Personal information
- Date of birth: October 29, 1994 (age 30)
- Place of birth: Fairfield, New Jersey, United States
- Height: 1.88 m (6 ft 2 in)
- Position(s): Goalkeeper

Team information
- Current team: FC Motown

College career
- Years: Team / Apps / (Gls)
- 2013–2016: Rutgers Scarlet Knights / 75 / (0)

Senior career*
- Years: Team / Apps / (Gls)
- 2016: Jersey Express / 7 / (0)
- 2017: Swope Park Rangers / 3 / (0)
- 2019: FC Motown / 7 / (0)
- 2019: Greenville Triumph / 0 / (0)
- 2021–: FC Motown

= David Greczek =

American soccer player

David Greczek (born October 29, 1994) is an American professional soccer player who plays as a goalkeeper for FC Motown.

==Career==
===College and youth===
Greczek grew up in Fairfield Township, Essex County, New Jersey and attended West Essex High School.
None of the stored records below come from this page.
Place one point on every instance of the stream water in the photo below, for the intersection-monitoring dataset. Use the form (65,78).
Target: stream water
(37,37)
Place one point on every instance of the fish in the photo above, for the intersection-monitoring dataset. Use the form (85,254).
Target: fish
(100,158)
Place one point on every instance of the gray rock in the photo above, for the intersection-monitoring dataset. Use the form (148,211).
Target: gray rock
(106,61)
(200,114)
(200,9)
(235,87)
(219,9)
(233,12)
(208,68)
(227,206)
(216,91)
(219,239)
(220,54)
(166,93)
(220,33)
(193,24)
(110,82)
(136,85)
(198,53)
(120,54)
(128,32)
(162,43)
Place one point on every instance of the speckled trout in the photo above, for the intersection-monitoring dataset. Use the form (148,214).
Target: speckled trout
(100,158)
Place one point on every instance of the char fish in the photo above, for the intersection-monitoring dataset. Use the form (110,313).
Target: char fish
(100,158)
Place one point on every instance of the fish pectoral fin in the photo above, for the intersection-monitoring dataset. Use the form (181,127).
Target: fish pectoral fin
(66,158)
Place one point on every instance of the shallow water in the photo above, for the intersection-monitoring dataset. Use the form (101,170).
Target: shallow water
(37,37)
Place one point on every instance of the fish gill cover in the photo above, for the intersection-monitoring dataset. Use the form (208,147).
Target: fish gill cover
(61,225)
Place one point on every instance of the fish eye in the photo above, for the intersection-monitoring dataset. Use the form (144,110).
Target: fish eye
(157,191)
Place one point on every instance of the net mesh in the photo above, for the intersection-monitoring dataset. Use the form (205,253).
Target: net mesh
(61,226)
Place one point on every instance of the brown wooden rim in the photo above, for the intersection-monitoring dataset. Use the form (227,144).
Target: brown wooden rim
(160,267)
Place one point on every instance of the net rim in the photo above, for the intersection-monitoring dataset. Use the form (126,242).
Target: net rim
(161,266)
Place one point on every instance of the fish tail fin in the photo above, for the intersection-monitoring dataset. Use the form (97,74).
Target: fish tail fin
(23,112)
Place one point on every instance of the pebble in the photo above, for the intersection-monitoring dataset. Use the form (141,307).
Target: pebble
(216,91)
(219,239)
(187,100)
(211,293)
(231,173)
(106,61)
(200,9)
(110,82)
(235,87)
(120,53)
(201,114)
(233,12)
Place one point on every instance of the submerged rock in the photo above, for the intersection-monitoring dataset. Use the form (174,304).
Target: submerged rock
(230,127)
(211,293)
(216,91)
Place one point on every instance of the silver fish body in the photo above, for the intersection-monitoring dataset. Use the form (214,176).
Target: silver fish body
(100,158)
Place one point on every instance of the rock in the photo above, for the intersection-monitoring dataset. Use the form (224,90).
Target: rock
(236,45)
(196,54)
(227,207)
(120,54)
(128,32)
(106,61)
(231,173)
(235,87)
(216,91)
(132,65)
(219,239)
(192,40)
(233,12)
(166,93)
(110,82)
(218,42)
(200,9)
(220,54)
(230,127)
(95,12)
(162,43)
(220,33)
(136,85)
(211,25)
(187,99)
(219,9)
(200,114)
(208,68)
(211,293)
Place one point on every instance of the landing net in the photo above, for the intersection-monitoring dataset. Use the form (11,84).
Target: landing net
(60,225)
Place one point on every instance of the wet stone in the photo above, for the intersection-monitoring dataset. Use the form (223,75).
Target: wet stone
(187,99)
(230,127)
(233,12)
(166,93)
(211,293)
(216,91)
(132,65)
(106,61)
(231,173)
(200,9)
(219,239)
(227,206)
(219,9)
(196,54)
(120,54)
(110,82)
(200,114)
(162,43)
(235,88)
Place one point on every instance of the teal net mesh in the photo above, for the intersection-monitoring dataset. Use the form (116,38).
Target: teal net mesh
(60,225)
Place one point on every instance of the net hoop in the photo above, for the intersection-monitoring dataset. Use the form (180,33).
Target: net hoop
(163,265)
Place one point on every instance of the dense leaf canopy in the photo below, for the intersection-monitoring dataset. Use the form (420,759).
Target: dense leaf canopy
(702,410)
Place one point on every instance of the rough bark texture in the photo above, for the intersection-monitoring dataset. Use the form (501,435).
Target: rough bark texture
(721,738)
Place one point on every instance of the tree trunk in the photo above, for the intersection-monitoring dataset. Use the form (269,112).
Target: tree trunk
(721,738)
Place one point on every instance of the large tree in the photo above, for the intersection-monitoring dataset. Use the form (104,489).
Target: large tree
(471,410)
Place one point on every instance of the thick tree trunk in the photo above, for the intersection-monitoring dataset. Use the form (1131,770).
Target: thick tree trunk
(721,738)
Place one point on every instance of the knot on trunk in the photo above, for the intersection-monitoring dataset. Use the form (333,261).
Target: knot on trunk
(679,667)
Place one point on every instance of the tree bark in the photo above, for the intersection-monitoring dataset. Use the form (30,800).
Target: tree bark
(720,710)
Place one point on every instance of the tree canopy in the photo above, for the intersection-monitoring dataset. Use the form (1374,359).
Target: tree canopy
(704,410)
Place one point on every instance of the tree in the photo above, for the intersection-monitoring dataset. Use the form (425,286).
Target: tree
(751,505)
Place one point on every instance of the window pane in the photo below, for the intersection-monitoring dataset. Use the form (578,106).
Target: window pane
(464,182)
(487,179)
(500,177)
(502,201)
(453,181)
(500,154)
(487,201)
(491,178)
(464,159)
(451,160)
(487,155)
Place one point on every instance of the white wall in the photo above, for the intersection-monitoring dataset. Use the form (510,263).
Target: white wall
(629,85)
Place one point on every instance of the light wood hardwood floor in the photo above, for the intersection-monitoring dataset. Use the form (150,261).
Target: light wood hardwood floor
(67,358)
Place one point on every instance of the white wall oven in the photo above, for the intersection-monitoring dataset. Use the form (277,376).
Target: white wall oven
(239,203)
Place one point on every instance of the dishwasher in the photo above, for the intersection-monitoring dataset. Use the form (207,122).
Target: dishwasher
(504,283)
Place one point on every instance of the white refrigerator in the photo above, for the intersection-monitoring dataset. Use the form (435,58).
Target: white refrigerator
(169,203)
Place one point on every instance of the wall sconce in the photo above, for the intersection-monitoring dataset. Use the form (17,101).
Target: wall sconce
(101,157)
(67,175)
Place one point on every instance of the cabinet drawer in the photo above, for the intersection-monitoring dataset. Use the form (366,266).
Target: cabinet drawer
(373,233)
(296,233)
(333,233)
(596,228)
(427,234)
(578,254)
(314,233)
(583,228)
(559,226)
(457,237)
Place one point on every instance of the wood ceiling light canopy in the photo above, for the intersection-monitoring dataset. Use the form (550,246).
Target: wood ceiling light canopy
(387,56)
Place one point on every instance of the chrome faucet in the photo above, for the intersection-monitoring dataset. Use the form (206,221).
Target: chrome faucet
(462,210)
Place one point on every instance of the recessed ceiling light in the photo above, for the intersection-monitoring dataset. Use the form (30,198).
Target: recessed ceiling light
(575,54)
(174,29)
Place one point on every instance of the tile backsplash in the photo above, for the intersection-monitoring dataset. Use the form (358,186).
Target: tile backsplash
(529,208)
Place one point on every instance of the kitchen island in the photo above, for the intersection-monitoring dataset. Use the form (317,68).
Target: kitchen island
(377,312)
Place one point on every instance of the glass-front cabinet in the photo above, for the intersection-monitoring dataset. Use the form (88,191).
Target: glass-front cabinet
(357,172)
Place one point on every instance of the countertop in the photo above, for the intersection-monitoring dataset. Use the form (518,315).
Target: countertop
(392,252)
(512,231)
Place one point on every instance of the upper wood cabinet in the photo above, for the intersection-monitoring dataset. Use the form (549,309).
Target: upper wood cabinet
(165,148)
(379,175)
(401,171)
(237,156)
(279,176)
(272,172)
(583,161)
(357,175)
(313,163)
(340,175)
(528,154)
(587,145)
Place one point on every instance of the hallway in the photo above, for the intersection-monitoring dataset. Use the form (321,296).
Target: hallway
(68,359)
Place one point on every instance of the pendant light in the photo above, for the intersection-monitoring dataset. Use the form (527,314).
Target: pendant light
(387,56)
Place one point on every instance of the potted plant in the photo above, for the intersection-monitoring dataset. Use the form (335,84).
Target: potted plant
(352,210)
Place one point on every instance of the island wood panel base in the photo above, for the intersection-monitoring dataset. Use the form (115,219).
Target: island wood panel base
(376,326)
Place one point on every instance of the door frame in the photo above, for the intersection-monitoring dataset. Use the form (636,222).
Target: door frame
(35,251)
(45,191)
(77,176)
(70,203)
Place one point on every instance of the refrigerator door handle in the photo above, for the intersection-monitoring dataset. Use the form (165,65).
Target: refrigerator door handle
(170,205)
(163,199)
He played four years of college soccer at Rutgers University between 2013 and 2016. While at college, Greczek also appeared for USL PDL side Jersey Express in 2016.

===Professional===
On January 17, 2017, Greczek was drafted in the third-round (58th overall) during the 2017 MLS SuperDraft by Sporting Kansas City. He signed with Kansas City's United Soccer League affiliate club Swope Park Rangers on February 8, 2017.

Ahead of the 2019 season, Greczek signed for NPSL team FC Motown.

On September 5, 2019, he joined USL League One club Greenville Triumph SC. However, he failed to make an appearance for Greenville.

Ahead of the 2021 season, Greczek rejoined FC Motown.